Amount house ladder fishery (unit)

Yield ( tons )

55247

62721

20907

3360.47

55565

6654

2218

3069.2

55647

66468

22156

5920.9

52109

50907

21619

5135.8

60295

54346

2279

6795.72

60295

54346

2279

13140.86

69138

44082

22041

10997.02

103691

20377

15046

12779.5

144713

23485

17726

11634.89

2263

30432

10144

1664.93

Modeling

After the dataset is collected, then stages next is carry out the training process for form a predictive model. Regression is one technique for predict future data come use independent variable and variable explanatory/free). Different with predictive classification score variable that is discrete, regression To do function mapping learning a data element to a variable prediction worth real, used for predict score variable that is continuous.

 

 

There is a number of type regression among others:

a.    Regression, is a approach for model connection Among variable bound to Y and one or more variable X which is variable free, where whole the variable are quantitative data. It is called linear because every estimation on score expected experience enhancement or drop follow a straight line. Method this used for knowing how dependent variable can predictable through independent variable or variable predictor. Impact from use regression could used for decide does it go up and down? dependent variable can conducted through raise and lower state independent variable , or increase state dependent variable can conducted with increase independent variable and or otherwise . Based on amount variable independent X, linear regression divided Becomes two type that is simple linear regression and multiple linear regression (multiple linear regression).

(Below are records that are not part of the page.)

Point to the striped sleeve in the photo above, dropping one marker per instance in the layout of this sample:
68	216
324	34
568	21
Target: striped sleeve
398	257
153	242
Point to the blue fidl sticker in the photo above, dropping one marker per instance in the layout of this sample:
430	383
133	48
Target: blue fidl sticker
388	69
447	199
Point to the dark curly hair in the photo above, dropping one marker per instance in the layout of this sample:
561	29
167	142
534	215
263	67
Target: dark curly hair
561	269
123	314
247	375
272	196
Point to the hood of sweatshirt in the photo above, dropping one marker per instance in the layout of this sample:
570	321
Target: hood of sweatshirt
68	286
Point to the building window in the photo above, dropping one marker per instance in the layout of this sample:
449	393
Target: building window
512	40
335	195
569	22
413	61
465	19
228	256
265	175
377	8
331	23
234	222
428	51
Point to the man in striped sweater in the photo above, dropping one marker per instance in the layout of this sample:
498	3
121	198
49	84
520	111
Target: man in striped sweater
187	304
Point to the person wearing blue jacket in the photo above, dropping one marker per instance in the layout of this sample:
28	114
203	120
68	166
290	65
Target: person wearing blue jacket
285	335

b.    Non-Linear Regression, is connection Among variables Y and X are not linear. Non -linear means, speed Y change due to rate change X not constant for certain X values. Like regression quadratic, cubic. For example: production paddy will increase moment given fertilizer level low to medium. However if given fertilizer with level high, then level production rather the more decreased.

c.    Dummy Regression, is connection Among variable y (quantitative data) and variable x (qualitative data). Example: see influence packaging to price sell food. With code '1' represents packaging interesting and '0' if packaging no interesting. Codes '1' and '0' are dummy variable.

d.    Regression Logistics, is connection Among variable y (qualitative data) and variable x (quantitative data). For example: If want to is known is consumer will buy food at home eat based on evaluation consumer to location, service, income. In case this only there are 2 possibilities response consumers, namely consumer buy (1) and not buy (0).

A number of algorithm that can used in method regression among others:

a)    Simple linear regression

b)   Multiple linear regression

c)    Polynomial regression

d)   Support vector regression

e)    Decision tree regression

f)    Random forest regression

Method used for the training process in research this use Multiple Linear Regression. Multiple Linear Regression is an analysis conducted on the dependent variable/dependent variable and two or more independent or independent variables. In contrast to simple regression which only has one independent variable and one dependent variable n. Predicting the size of the dependent variable using data on the independent variable whose magnitude is known (Hahs-Vaughn, 2021) .

Multiple linear regression model can depicted with equality as following:

Y = + 1 X1 + 2 X2 + n Xn + e

Description:

Y = Variable bound (Dependent)

X = Variable free (independent)

= Constant (Intercept)

= Slope or Coefficient estimate.

e = Error

Steps in MLR method of study this is as following:

1.    Define data as variable free and bound At stage this conducted required data collection. The data will grouped each variable. Required data for variable free that is large land (X1), total cultivator (2), total house ladder fisheries (3) and variable data bound is results harvest (Y).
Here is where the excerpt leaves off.